When Sally Bayley was around the age of four, her baby brother, who had been put in the garden in his pram near the roses, suddenly vanishes. This single incident was pivotal in changing Sally's life; her mother went to bed 'for a very long time'. This was just one of a series of events that Sally had; to say she had an unconventional upbringing would be an understatement. The house close to the sea where she lived with her mother and other siblings was dilapidated and filthy, they shared it with Aunt Di, a hippy with plenty of charisma and influence, her grandmother and what seemed to be a never-ending stream of people. No men were allowed to live in the house, though on rare occasions, one might be permitted to visit, including her father once, though that was marred with peculiarities.
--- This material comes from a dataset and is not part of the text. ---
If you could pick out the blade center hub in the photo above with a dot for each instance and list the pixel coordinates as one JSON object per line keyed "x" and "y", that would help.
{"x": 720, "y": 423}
To cope with this Sally lost herself in a world of books. On discovering Agatha Christie she turns detective to try and discover what had happened to her brother. Reading Jane Eyre is the beginning of a journey into the rich landscape of Victorian literature. These characters that she discovers in the covers of the books offer comfort and friendship, something that is lacking in her chaotic home life. She takes a look at herself in the mirror one day and all of a sudden she realises that the pale apparition staring back is her. This sliver of a girl takes herself to the doctor; something that never happened as visiting the doctor was forbidden in her family. Realising that things are really not right, she seeks further help and hands herself into care.

The first two parts of the book have a vague narrative as she weaves between fictional characters and the reality of her life as a child in that messed up house. It is not particularly easy to follow, it was almost like reading the story through a fogged up mirror at times. I fully understand why she has written it this way, it reflects just what she was experiencing when living in that household. The final part of the book is the most visceral though, as Sally realises that this is not normal and the act of involving outside parties to help provokes the ire of the matriarchs of the household. It did make me wonder just how these children were under the radar of the authorities for so long. There are elements that Bayley does not revisit in the final part and that left me wondering what had happened. These blurry memories are her recollection of a childhood that many others would have preferred to have forgotten.